I am having some trouble running multi-GPU OpenACC codes on the new V100 nodes on NASA’s Pleiades system.

If I use the OpenMPI included with the PGI compiler, I can only run jobs that use multiple GPUs on a single node. If I try to run on multiple nodes, the openmpi does not “see” the correct topology even if I directly send it a hostfile. I found this: https://www.open-mpi.org/faq/?category=tm
and when I test the command out, the “tm” is not listed (which is needed for PBS).

The openmpi included does include SLURM support (which all other HPC systems I use utilize).

Would it be possible for future PGI releases to configure openmpi to include PBS (“tm”) by default?

Or alternatively, is there a flag or config file edit I can do when installing PGI with the included openmpi to enable PBS support?

Thanks!

  • Ron

Hi Ron,

I talked with the person who does our OpenMPI builds. He said that he had explicitly disabled PBS support since we did not want to introduce libtm as an external dependency in our Open MPI builds. Though he opened an RFE (TPR#27355) and will see what can be done for a future release.
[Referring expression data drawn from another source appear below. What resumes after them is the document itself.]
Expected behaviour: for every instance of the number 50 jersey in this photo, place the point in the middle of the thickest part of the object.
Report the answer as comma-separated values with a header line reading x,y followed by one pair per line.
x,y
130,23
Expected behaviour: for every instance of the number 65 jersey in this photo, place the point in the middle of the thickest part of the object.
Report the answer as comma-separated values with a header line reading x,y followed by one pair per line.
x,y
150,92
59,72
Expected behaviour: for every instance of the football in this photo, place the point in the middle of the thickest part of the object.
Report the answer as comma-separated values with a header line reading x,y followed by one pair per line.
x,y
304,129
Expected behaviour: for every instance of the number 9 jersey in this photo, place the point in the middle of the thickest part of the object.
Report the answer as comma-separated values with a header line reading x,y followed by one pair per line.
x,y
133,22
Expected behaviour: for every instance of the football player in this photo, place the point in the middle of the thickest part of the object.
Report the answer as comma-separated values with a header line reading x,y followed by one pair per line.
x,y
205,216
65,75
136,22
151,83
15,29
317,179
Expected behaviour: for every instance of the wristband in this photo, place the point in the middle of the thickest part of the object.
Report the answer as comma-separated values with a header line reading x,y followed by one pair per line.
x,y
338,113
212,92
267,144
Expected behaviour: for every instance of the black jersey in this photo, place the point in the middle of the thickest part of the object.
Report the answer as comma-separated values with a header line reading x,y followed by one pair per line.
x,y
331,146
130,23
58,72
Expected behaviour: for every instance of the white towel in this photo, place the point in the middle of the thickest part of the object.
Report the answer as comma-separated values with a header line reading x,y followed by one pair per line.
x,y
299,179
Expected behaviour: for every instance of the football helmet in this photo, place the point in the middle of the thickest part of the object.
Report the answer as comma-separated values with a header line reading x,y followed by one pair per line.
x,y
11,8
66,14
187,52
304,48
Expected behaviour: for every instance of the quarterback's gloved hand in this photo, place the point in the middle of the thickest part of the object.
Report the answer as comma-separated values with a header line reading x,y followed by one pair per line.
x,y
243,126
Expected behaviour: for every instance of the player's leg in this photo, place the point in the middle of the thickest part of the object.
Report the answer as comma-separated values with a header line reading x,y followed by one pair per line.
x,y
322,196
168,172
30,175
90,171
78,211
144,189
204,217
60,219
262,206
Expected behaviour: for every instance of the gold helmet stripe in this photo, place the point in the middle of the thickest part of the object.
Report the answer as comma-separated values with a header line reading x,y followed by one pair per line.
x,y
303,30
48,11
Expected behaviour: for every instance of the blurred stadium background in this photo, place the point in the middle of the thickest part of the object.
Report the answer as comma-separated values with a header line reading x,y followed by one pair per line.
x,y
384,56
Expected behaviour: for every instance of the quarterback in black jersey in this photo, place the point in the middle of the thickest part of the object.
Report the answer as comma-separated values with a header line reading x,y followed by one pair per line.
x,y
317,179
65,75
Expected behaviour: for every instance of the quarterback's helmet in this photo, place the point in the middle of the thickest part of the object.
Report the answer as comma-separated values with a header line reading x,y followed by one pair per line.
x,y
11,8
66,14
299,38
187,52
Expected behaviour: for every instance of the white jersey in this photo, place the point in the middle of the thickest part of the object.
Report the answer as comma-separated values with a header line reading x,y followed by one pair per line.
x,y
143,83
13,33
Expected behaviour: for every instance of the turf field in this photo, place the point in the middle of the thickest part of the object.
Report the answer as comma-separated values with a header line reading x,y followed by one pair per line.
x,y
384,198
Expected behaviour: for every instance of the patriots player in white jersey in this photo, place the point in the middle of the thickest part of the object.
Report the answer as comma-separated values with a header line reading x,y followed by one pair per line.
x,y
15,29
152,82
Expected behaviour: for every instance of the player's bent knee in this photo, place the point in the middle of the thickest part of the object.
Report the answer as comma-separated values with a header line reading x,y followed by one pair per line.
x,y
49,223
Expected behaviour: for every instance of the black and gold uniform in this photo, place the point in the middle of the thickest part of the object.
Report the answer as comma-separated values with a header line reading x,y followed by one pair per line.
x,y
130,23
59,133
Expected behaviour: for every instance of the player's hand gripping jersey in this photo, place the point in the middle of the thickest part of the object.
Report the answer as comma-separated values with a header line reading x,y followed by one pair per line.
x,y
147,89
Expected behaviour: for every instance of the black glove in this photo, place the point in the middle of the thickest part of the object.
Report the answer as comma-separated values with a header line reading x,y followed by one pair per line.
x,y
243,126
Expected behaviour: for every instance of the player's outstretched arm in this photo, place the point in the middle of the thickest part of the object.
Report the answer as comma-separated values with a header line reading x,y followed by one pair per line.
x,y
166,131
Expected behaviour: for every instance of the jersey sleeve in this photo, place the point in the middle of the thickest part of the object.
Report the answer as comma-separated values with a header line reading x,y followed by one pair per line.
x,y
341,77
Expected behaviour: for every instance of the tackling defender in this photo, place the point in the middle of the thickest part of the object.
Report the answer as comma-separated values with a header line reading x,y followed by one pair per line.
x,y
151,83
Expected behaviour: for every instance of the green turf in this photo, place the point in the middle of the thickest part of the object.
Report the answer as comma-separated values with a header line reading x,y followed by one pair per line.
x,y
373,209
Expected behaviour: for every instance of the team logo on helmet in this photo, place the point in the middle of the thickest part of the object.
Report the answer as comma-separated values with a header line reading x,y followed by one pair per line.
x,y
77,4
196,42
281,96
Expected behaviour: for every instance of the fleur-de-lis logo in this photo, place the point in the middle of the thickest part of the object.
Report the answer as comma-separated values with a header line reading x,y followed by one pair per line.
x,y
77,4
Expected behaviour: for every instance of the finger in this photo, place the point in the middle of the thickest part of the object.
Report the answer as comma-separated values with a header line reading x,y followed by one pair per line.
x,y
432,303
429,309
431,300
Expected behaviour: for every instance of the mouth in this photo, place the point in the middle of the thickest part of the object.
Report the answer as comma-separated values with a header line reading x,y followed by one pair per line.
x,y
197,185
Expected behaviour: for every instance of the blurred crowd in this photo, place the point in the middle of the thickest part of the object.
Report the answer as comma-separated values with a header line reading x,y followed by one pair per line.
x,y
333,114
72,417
In the mean time, can you work with the Pleiades system admins to build OpenMPI for their system?

-Mat

Hi,

Thanks for the update! I didn’t realize PBS needed a runtime library.

The folks at Pleiades like to use their vendor MPT MPI library so they are working with me to try to get that to work with PGI (although I am more used to using the included openMPI libraries and would prefer those).

  • Ron